Jackson sees potential for a broader cultural shift in software development. One idea is the creation of “concept catalogs,” shared libraries of well-tested, domain-specific concepts. Application development could then grow to be less about stitching code together from scratch and more about choosing the appropriate concepts and writing the synchronizations between them. “Concepts could grow to be a brand new sort of high-level programming language, with synchronizations because the programs written in that language.”
“It’s a way of creating the connections in software visible,” says Jackson. “Today, we hide those connections in code. But should you can see them explicitly, you’ll be able to reason in regards to the software at a much higher level. You continue to should cope with the inherent complexity of features interacting. But now it’s out within the open, not scattered and obscured.”

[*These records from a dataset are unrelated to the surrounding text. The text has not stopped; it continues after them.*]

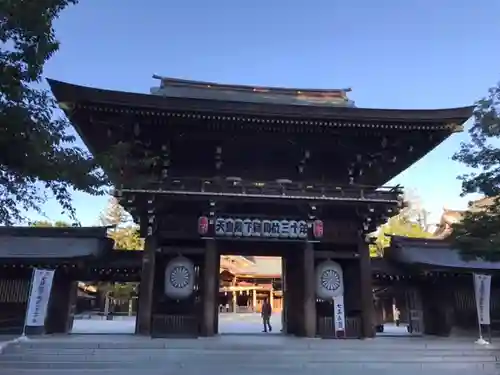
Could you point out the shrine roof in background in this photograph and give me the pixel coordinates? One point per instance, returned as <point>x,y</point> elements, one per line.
<point>433,254</point>
<point>70,243</point>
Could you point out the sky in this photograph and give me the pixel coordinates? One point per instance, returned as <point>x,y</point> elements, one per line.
<point>394,54</point>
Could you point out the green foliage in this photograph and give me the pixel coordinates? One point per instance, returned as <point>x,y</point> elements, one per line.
<point>124,232</point>
<point>399,225</point>
<point>39,159</point>
<point>477,235</point>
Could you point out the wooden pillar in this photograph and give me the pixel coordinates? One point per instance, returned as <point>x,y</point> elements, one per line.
<point>145,302</point>
<point>366,292</point>
<point>309,295</point>
<point>284,296</point>
<point>235,301</point>
<point>293,294</point>
<point>216,304</point>
<point>210,285</point>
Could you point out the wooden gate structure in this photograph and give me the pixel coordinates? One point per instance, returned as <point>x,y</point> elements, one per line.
<point>208,169</point>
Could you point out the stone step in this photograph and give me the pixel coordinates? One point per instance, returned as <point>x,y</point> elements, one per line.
<point>127,356</point>
<point>229,357</point>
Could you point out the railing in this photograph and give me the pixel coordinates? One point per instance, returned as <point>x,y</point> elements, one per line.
<point>174,326</point>
<point>237,187</point>
<point>326,327</point>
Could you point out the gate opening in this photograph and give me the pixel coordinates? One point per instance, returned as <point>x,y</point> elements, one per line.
<point>246,285</point>
<point>105,308</point>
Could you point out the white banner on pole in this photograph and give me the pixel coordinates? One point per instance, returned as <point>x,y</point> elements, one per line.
<point>41,285</point>
<point>339,315</point>
<point>482,291</point>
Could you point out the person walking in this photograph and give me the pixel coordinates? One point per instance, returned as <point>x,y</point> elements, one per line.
<point>266,313</point>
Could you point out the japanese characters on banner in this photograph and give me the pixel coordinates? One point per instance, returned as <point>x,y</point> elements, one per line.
<point>330,286</point>
<point>339,314</point>
<point>41,286</point>
<point>179,278</point>
<point>482,291</point>
<point>286,229</point>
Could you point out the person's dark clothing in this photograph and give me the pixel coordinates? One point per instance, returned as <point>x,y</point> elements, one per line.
<point>266,313</point>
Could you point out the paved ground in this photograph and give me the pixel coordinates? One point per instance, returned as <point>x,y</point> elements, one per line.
<point>245,355</point>
<point>229,323</point>
<point>119,353</point>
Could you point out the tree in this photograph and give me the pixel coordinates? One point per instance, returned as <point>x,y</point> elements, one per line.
<point>124,232</point>
<point>478,234</point>
<point>38,158</point>
<point>410,222</point>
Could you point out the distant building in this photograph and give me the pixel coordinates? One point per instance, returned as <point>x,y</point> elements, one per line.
<point>246,281</point>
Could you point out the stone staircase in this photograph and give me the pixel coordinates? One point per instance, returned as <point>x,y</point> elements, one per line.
<point>245,355</point>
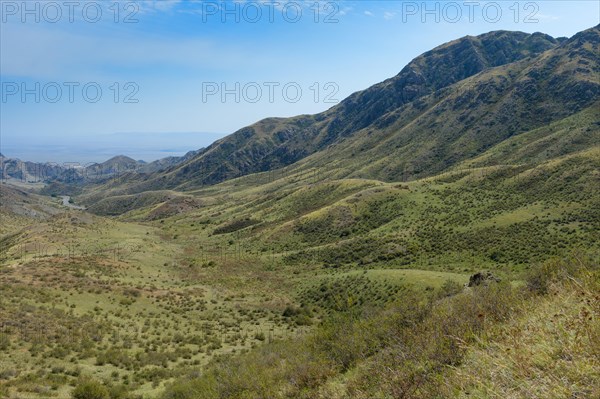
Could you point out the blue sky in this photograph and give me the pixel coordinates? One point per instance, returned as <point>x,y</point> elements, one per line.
<point>162,65</point>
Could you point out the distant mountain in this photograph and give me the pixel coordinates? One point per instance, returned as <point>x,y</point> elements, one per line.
<point>33,172</point>
<point>446,106</point>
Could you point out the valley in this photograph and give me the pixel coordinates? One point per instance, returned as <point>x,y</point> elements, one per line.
<point>329,255</point>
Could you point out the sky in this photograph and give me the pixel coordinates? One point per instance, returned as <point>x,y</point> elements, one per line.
<point>84,80</point>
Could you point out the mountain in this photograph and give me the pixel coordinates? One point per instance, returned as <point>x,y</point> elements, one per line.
<point>445,106</point>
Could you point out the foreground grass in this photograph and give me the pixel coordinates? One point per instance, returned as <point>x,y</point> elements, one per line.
<point>538,341</point>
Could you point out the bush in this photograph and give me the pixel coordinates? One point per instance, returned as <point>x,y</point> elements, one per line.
<point>90,389</point>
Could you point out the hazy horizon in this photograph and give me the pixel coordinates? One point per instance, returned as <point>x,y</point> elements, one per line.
<point>212,66</point>
<point>144,146</point>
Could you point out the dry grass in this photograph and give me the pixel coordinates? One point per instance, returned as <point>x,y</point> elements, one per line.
<point>552,350</point>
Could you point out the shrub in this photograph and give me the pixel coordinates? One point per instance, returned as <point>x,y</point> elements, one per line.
<point>90,389</point>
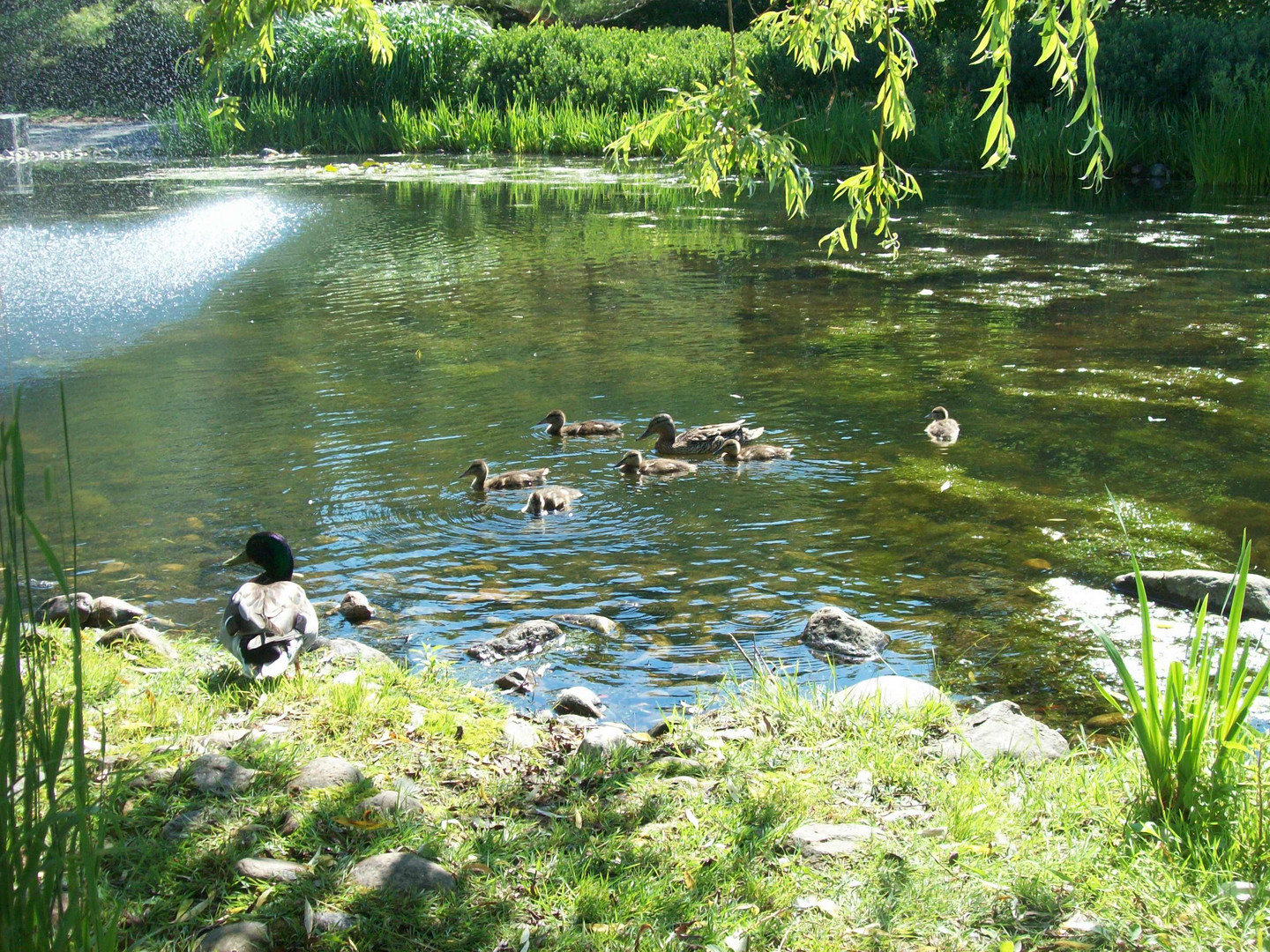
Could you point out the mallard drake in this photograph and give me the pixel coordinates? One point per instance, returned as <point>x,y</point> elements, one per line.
<point>698,439</point>
<point>550,499</point>
<point>634,465</point>
<point>514,479</point>
<point>735,452</point>
<point>270,620</point>
<point>941,427</point>
<point>557,427</point>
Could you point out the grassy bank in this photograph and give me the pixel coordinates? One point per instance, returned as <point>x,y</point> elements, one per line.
<point>684,838</point>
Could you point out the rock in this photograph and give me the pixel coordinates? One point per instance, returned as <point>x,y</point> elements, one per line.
<point>389,802</point>
<point>891,692</point>
<point>140,635</point>
<point>603,741</point>
<point>521,735</point>
<point>998,730</point>
<point>832,838</point>
<point>401,873</point>
<point>325,772</point>
<point>271,870</point>
<point>1186,587</point>
<point>525,639</point>
<point>220,776</point>
<point>57,609</point>
<point>832,631</point>
<point>109,612</point>
<point>596,622</point>
<point>355,608</point>
<point>236,937</point>
<point>579,701</point>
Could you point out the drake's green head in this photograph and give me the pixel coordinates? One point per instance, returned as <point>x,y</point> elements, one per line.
<point>271,553</point>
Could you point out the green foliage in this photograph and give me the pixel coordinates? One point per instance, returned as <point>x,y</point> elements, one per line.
<point>1191,736</point>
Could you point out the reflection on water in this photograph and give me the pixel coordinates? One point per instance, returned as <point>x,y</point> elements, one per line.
<point>334,389</point>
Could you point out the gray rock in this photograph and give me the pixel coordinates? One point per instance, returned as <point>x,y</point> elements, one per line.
<point>138,634</point>
<point>603,741</point>
<point>220,776</point>
<point>891,692</point>
<point>389,802</point>
<point>401,873</point>
<point>236,937</point>
<point>525,639</point>
<point>271,870</point>
<point>594,622</point>
<point>325,772</point>
<point>521,735</point>
<point>832,838</point>
<point>355,608</point>
<point>1002,730</point>
<point>1186,587</point>
<point>832,631</point>
<point>579,701</point>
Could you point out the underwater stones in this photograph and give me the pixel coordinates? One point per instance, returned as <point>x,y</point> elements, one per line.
<point>324,772</point>
<point>578,701</point>
<point>524,639</point>
<point>832,631</point>
<point>891,692</point>
<point>355,608</point>
<point>1001,730</point>
<point>220,776</point>
<point>1186,587</point>
<point>401,873</point>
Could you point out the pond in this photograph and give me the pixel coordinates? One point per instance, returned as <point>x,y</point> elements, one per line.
<point>323,353</point>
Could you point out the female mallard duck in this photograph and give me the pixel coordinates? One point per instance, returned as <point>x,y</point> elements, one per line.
<point>735,452</point>
<point>557,427</point>
<point>941,427</point>
<point>516,479</point>
<point>268,621</point>
<point>550,499</point>
<point>634,465</point>
<point>698,439</point>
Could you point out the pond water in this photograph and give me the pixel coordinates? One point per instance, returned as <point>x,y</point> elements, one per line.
<point>324,353</point>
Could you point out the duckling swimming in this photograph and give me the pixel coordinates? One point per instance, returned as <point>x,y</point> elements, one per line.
<point>634,465</point>
<point>698,439</point>
<point>270,620</point>
<point>557,427</point>
<point>733,452</point>
<point>514,479</point>
<point>550,499</point>
<point>941,427</point>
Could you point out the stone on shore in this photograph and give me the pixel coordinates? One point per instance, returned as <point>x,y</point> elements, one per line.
<point>1002,730</point>
<point>401,873</point>
<point>271,870</point>
<point>891,692</point>
<point>579,701</point>
<point>832,631</point>
<point>220,776</point>
<point>236,937</point>
<point>324,772</point>
<point>524,639</point>
<point>832,838</point>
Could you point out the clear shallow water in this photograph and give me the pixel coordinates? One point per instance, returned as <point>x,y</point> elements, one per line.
<point>351,342</point>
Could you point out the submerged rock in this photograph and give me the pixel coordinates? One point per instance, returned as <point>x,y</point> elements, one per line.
<point>525,639</point>
<point>832,631</point>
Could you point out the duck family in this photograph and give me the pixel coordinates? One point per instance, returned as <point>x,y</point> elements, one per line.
<point>270,621</point>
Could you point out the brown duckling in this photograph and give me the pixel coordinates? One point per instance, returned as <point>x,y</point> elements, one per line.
<point>557,427</point>
<point>735,452</point>
<point>941,427</point>
<point>550,499</point>
<point>698,439</point>
<point>516,479</point>
<point>634,465</point>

“Constructing software for human use on abstractions from underlying computing machines has burdened the world with software that’s all too often costly, frustrating, even dangerous, to know and use,” says University of Virginia Associate Professor Kevin Sullivan, who wasn’t involved within the research. “The impacts (akin to in health care) have been devastating. Meng and Jackson flip the script and demand on constructing interactive software on abstractions from human understanding, which they call ‘concepts.’ They mix expressive mathematical logic and natural language to specify such purposeful abstractions, providing a basis for verifying their meanings, composing them into systems, and refining them into programs fit for human use. It’s a brand new and essential direction in the speculation and practice of software design that bears watching.”
“It’s been clear for a few years that we want higher ways to explain and specify what we wish software to do,” adds Thomas Ball, Lancaster University honorary professor and University of Washington affiliate faculty, who also wasn’t involved within the research. “LLMs’ ability to generate code has only added fuel to the specification fire. Meng and Jackson’s work on concept design provides a promising technique to describe what we wish from software in a modular manner. Their concepts and specifications are well-suited to be paired with LLMs to realize the designer’s intent.”
Looking ahead, the researchers hope their work can influence how each industry and academia take into consideration software architecture within the age of AI. “If software is to grow to be more trustworthy, we want ways of writing it that make its intentions transparent,” says Jackson. “Concepts and synchronizations are one step toward that goal.”
This work was partially funded by the Machine Learning Applications (MLA) Initiative of CSAIL Alliances. On the time of funding, the initiative board was British Telecom, Cisco, and Ernst and Young.